Your own pet is only going to acquire rabies by being in contact with and being bitten by a rabid wild animal. In which case your puppy or dog will show evidence of at least having been bitten, even before symptoms of rabies appear.
Most dog owners get bitten at least once during the course of their pet's life,
and where there is no reason, at all, to suspect your pet has contracted rabies, it is an unnecessary expense, and an unnecessary risk of exposure to the adverse effects of the vaccine, for owners to rush to get rabies vaccinations for themselves. The risk of an adverse reaction is probably higher than the risk of contracting rabies if you have no reason to believe your pet has been bitten by rabid wildlife, or has contracted rabies in some other way.
Your thinking does not
reflect the thinking of the CDC--which does not
recommend routine rabies vaccinations for all dog and cat owners. Furthermore, the dosing and scheduling of the shots differ if they are pre-exposure and after being bitten by a rabid animal, and continuing booster shots are needed to maintain immunity--the initial shots do not confer continuing immunity.
Who should get rabies vaccine and when?
Preventive vaccination (no exposure)
•People at high risk of exposure to rabies, such as veterinarians, animal handlers, rabies laboratory workers, spelunkers, and rabies biologics production workers should be offered rabies vaccine.
• The vaccine should also be considered for: ◦People whose activities bring them into frequent contact with rabies virus or with possibly rabid animals.
◦International travelers who are likely to come in contact with animals in parts of the world where rabies is common.
The pre-exposure schedule for rabies vaccination is 3
doses, given at the following times:
•Dose 1: As appropriate
•Dose 2: 7 days after Dose 1
•Dose 3: 21 days or 28 days after Dose 1
For laboratory workers and others who may be repeatedly exposed to rabies virus, periodic testing for immunity is recommended, and booster doses should be given as needed. (Testing or booster doses are not recommended for travelers.) Ask your doctor for details.
Vaccination after an exposure
Anyone who has been bitten by an animal, or who otherwise may have been exposed to rabies
, should clean the wound and see a doctor immediately. The doctor will determine if they need to be vaccinated.
A person who is exposed and has never been vaccinated against rabies should get 4
doses of rabies vaccine - one dose right away, and additional doses on the 3rd, 7th, and 14th days. They should also get another shot called Rabies Immune Globulin at the same time as the first dose.
A person who has been previously vaccinated should get 2 doses of rabies vaccine - one right away and another on the 3rd day. Rabies Immune Globulin is not needed.
What are the risks from rabies vaccine?
A vaccine, like any medicine, is capable of causing serious problems, such as severe allergic reactions.
The risk of a vaccine causing serious harm, or death, is extremely small. Serious problems from rabies vaccine are very rare.
•soreness, redness, swelling, or itching where the shot was given (30% - 74%)
• headache, nausea, abdominal pain, muscle aches, dizziness (5% - 40%)

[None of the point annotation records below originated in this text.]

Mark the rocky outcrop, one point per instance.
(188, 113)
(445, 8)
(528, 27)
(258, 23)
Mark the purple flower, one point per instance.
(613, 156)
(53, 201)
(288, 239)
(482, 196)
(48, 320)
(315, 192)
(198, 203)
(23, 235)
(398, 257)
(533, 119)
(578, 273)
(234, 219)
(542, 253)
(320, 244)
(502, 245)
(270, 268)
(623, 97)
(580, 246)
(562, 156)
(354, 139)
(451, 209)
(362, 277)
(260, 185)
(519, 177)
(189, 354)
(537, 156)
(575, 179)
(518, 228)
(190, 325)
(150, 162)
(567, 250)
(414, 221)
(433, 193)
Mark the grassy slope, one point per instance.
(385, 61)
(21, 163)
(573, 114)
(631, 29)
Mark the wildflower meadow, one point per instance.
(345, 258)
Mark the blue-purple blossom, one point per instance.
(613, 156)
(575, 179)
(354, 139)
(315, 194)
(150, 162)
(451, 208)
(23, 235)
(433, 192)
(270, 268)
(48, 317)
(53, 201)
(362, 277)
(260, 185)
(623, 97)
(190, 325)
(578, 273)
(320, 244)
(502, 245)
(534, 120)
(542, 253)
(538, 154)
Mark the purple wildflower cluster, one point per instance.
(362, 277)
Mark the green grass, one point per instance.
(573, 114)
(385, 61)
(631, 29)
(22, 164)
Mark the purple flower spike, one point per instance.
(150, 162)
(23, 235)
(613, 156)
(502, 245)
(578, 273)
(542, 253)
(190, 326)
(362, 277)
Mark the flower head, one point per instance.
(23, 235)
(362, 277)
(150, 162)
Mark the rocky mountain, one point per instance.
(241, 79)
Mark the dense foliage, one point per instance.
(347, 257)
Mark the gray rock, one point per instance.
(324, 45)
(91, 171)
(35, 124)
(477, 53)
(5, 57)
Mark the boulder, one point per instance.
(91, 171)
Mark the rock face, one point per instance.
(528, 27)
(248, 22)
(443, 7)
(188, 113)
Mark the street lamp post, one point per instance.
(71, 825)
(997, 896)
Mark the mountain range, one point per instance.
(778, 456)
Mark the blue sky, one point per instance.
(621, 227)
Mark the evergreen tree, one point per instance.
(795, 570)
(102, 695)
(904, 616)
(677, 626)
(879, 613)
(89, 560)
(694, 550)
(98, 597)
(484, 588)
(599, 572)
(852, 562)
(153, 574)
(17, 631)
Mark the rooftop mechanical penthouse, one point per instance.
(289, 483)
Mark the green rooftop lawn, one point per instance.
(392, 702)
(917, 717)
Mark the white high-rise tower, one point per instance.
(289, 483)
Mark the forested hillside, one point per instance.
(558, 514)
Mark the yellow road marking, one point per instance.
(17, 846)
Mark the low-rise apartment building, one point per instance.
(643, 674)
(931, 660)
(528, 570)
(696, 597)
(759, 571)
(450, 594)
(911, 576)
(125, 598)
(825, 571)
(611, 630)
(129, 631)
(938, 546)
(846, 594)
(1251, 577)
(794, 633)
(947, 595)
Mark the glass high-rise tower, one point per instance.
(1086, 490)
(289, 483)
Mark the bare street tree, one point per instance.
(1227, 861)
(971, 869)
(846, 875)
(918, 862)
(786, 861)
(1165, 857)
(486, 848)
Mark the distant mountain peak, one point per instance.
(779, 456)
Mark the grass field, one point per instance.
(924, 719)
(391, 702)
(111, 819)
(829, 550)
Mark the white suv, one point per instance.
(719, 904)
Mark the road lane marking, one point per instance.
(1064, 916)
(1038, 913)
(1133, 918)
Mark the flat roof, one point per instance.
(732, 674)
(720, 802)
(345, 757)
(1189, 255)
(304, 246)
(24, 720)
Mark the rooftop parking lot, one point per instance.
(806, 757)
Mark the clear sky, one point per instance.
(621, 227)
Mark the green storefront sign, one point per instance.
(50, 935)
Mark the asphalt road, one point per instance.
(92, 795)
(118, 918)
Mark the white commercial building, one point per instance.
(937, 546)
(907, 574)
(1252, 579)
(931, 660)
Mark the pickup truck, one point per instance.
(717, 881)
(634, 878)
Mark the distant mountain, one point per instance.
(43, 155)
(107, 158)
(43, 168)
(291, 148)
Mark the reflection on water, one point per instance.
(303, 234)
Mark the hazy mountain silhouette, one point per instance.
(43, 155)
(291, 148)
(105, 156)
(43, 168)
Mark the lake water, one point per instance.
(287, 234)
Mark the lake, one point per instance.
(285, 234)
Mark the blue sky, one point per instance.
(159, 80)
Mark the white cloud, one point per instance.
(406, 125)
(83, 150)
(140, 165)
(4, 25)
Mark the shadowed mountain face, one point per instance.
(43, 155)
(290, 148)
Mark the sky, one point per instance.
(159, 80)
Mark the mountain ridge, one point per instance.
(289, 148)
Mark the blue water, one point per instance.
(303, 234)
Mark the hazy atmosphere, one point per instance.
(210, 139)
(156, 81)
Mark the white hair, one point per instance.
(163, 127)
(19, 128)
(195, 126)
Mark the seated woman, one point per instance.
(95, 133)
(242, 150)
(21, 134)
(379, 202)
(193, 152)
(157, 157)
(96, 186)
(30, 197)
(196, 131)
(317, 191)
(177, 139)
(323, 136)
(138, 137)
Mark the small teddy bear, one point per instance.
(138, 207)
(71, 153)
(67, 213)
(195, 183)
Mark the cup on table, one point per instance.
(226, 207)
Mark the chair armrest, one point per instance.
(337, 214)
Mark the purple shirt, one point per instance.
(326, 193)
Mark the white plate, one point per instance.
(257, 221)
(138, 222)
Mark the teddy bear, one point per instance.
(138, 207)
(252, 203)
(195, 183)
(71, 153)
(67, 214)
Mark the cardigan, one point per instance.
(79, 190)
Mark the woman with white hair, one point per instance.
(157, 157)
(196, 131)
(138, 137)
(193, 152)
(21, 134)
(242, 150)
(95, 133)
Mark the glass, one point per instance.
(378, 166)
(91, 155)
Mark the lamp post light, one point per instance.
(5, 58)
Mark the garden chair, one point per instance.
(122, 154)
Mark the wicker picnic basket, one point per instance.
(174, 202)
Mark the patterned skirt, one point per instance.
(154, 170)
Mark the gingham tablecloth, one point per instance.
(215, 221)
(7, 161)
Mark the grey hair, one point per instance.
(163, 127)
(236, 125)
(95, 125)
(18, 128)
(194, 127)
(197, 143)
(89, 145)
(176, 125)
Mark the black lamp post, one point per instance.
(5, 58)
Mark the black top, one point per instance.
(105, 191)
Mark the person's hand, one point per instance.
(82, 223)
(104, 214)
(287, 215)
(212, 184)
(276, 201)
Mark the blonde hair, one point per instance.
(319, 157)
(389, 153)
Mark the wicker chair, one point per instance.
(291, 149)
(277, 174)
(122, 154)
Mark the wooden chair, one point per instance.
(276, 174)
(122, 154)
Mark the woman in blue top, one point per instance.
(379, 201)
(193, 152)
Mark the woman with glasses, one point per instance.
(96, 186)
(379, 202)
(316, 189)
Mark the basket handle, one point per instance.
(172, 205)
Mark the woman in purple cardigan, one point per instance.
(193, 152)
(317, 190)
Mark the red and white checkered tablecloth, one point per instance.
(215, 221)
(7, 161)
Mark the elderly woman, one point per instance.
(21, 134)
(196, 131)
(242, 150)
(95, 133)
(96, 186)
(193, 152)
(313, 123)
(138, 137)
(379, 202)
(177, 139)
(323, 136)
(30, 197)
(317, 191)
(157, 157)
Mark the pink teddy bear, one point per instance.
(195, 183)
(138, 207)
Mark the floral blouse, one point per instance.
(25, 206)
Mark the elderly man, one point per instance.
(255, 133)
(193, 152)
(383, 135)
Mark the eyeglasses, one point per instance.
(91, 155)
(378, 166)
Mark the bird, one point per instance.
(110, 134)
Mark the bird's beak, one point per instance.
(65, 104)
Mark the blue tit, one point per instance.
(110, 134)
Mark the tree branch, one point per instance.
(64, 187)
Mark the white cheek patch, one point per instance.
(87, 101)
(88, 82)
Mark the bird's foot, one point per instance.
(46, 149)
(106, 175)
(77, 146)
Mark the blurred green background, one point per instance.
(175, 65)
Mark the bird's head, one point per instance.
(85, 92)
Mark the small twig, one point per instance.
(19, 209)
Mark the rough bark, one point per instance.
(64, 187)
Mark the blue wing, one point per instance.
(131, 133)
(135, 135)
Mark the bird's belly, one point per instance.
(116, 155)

•hives, pain in the joints, fever (about 6% of booster doses)
Other nervous system disorders, such as Guillain Barré syndrome (GBS), have been reported after rabies vaccine, but this happens so rarely that it is not known whether they are related to the vaccine.
NOTE: Several brands of rabies vaccine are available in the United States, and reactions may vary between brands. Your provider can give you more information about a particular brand.
I personally know of absolutely no pet owners who have rushed to get rabies shots, after being bitten by a young puppy, where there is no indication the pup has even been exposed to rabies. I would never consider getting rabies shots for myself in that situation. I had a relative who did develop Guillain Barré syndrome following a flu shot, and I have no desire to expose myself to any unnecessary vaccination risks.
And, if you think PinkLipstick's puppy has rabies, shouldn't you suggest she take her dog to the Vet, rather than keep this rabid dog in her home? If that puppy has contracted rabies, he's going to die since, at 14 weeks, he's not yet fully inoculated from rabies.